The Confederation of British Industry (CBI) has sounded the alarm over a deteriorating economic outlook, with businesses reporting weakened confidence and plans to cut both output and hiring. The concerns stem from tepid demand and the government’s decision to raise employers’ national insurance contributions (NIC), a measure expected to generate £25 billion annually.
Chancellor Rachel Reeves defended the policy, emphasizing the government’s commitment not to increase taxes on workers, but acknowledged the challenges for businesses. However, firms have criticized the NIC hike, arguing it worsens an already fragile economic environment.
Alpesh Paleja, the CBI’s interim deputy chief economist, expressed worry over the findings, stating: “There is little festive cheer in our latest surveys, which suggest the economy is headed for the worst of all worlds—firms expect to reduce both output and hiring, and price growth expectations are firming.”
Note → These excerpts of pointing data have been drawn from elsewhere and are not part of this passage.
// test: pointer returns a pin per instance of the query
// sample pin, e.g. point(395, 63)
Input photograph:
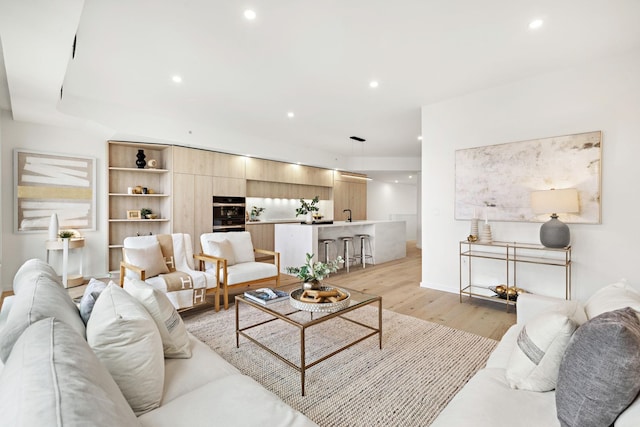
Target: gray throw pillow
point(91, 294)
point(598, 376)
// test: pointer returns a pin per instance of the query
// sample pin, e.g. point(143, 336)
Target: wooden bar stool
point(365, 254)
point(346, 240)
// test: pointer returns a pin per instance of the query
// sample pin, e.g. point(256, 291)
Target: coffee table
point(284, 311)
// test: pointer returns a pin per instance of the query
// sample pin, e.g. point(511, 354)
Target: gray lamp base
point(555, 233)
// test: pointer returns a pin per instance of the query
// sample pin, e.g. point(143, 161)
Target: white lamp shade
point(555, 201)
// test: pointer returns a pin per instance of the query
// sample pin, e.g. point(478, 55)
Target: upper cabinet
point(133, 188)
point(272, 171)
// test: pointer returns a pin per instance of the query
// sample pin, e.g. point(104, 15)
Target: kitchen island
point(294, 241)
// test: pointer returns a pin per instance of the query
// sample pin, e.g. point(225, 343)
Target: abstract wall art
point(496, 181)
point(52, 183)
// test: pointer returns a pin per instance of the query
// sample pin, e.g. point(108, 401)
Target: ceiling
point(315, 59)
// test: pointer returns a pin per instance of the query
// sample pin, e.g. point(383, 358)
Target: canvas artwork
point(52, 183)
point(496, 181)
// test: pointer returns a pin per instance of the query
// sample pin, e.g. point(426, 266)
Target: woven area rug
point(421, 366)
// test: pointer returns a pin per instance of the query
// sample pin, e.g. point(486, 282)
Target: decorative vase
point(315, 285)
point(53, 227)
point(141, 163)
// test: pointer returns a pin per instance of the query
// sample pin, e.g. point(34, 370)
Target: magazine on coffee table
point(266, 295)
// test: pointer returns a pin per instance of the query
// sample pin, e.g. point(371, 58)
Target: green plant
point(66, 234)
point(256, 211)
point(305, 207)
point(315, 272)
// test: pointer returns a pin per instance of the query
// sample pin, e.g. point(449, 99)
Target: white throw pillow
point(125, 338)
point(38, 297)
point(222, 249)
point(175, 340)
point(535, 360)
point(149, 258)
point(613, 297)
point(52, 378)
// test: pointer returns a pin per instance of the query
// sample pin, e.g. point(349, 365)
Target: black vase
point(141, 163)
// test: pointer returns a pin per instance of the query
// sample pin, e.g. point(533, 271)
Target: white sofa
point(56, 371)
point(489, 400)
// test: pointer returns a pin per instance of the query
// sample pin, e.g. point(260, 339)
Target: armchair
point(231, 257)
point(166, 262)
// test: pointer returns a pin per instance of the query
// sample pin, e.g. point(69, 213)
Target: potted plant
point(255, 213)
point(312, 273)
point(308, 208)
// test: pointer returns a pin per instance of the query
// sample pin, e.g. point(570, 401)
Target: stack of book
point(266, 295)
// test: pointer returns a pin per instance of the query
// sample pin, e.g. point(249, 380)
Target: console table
point(65, 245)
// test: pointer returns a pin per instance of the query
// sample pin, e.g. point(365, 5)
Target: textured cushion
point(38, 297)
point(535, 359)
point(125, 338)
point(175, 340)
point(612, 297)
point(222, 249)
point(91, 294)
point(599, 371)
point(148, 258)
point(52, 378)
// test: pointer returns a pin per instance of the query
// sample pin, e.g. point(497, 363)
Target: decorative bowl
point(323, 307)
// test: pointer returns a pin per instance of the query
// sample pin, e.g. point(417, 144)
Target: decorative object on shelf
point(485, 234)
point(53, 226)
point(308, 208)
point(473, 236)
point(255, 213)
point(140, 162)
point(312, 273)
point(554, 233)
point(146, 213)
point(324, 299)
point(510, 293)
point(66, 234)
point(134, 214)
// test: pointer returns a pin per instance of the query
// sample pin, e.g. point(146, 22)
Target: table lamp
point(554, 233)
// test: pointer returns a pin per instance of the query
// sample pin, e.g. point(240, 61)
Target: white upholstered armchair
point(231, 257)
point(166, 262)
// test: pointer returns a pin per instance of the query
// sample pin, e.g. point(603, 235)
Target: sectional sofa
point(564, 363)
point(132, 364)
The CBI poll, conducted with 899 companies between November 25 and December 12, revealed that economic growth expectations are at their weakest since November 2022, following the resignation of Liz Truss as prime minister.
Paleja urged the Labour government to bolster business confidence ahead of 2025 by reforming key policies such as the apprenticeship levy, occupational health incentives, and business rates.
With firms grappling with higher costs and sluggish demand, the government faces increasing pressure to stabilize the economy and create a more favorable environment for investment and growth.